Mineralogical Examination

Examples of different mineralogical patina formed by artificially inducing corrosion.

Ammonia vapor can cause beautiful blue crystals to form on the surface of bronze. To the eye these crystals look like azurite, which is often found on ancient corroded bronze. A quick chemical test can tell the difference. Solvents can distinguish between authentic lacquer, made from a tree sap, and modern synthetic lacquer. Simple chemical tests are useful in determining what further action to take when examining artifacts.

Chemical tests, performed on site at TK, are largely based on techniques practiced by mineralogists. They are often performed in conjunction with related tests of physical properties, such as streak color and hardness. A small number of chemicals can be used to detect the presence of numerous elements in a sample. The tests are not quantitative, though the relative proportions of the detected elements may be roughly estimated based on the reactions of a series of tests. With minute samples, impurities may not be detected. In addition to the normal range of chemicals used by mineralogists, solvents may be used to check for the presence of certain adhesives and resins, which are frequently incorporated in applied surface layers on repairs and forgeries. Tests are generally performed on samples of the corrosion crust found on metal objects. Occasionally, a small metal sample will be dissolved for testing. This is generally done when the alloy is unusual or suspicious. In the case of mineral samples, these simple and inexpensive tests generally eliminate the need for XRD analysis. Where the results are remarkable, more advanced testing may proceed.

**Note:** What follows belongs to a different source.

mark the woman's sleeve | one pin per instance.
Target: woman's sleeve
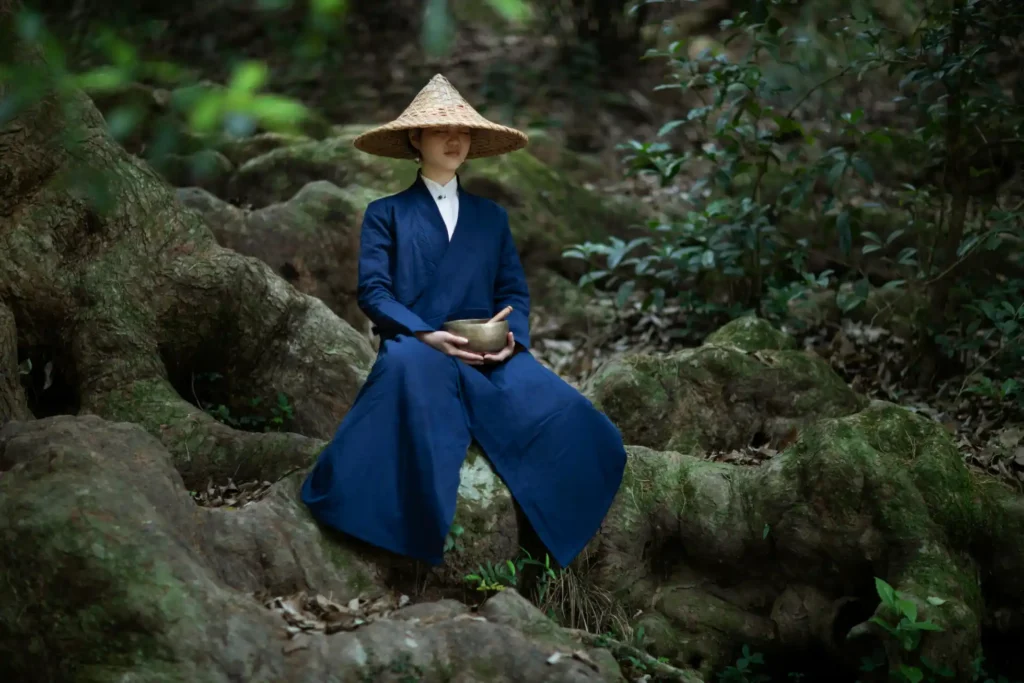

Chemical analysis of materials, as performed at TK, generally serves to identify corrosion products on metal, and to detect soluble modern adhesives and coatings. The presence of chloride corrosion on metals, especially copper and copper alloys, is considered reason to treat the metal to prevent further potentially destructive corrosion. Chemical tests are usually conducted in conjunction with physical tests, as practiced by mineralogists. The findings may prompt further investigation, using more advanced analytical techniques.